このように、太陽光発電が住宅用の自家消費用途で導入量が再び伸び始めているのが、ドイツ市場の特徴ですが、一方でドイツを始め欧州では太陽光発電所の建設費が驚くほど下がっています。今年7月下旬、ポルトガルの入札で世界最安値の売電単価をさらに更新したというニュースがありました。価格は1MWhあたり14.8ユーロですから、日本円にしてkWhあたり1.74円です。ポルトガルは土地の造成費や日照時間など日本と異なるので、安易に比較はできませんが、日本の諸条件を加味すれば恐らく4.5円程度で売電するイメージではないでしょうか。

この安価な再生可能エネルギー電力は、流通の常識も変えようとしています。ドイツでは、再エネ電力を電力卸売市場へ販売するFIP(フィードインプレミアム制度)の仕組みが整っていますが、電力卸売市場では再エネ電力がゼロユーロの評価額になる現象が起きているのです。つまり時間帯によって再エネの供給量が需要量を超えているというわけです。

ドイツではFITが2000年にスタートしていますから、間もなく〝卒FIT〟の格安電力が市場に出てきます。数年後にはそれこそゼロ円の電力が大量に流通し始めると、これは大きな波紋を広げるでしょう。
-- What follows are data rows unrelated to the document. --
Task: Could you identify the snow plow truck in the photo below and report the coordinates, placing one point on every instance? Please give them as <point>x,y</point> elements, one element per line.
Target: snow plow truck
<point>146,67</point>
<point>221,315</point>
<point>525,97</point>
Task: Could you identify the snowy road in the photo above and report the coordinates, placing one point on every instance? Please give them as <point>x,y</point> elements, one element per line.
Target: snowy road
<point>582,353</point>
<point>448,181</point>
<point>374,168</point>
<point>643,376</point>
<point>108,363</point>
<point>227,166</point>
そこでドイツではここ最近、新しい試みが生まれています。ゼロ円の再エネ電力を使って水素を生成し、水素としてエネルギーをためようという取り組みです。まだ実証試験段階のようですが、この水素燃料化の技術が実用化されると、非常に面白いですね。

水素ですから、燃料電池を介して電力や熱に変換できますし、燃料電池自動車が普及すれば、それこそ車の燃料としても利用できます。ドイツの再エネ市場は次のフェーズに入ったと言えるのではないでしょうか。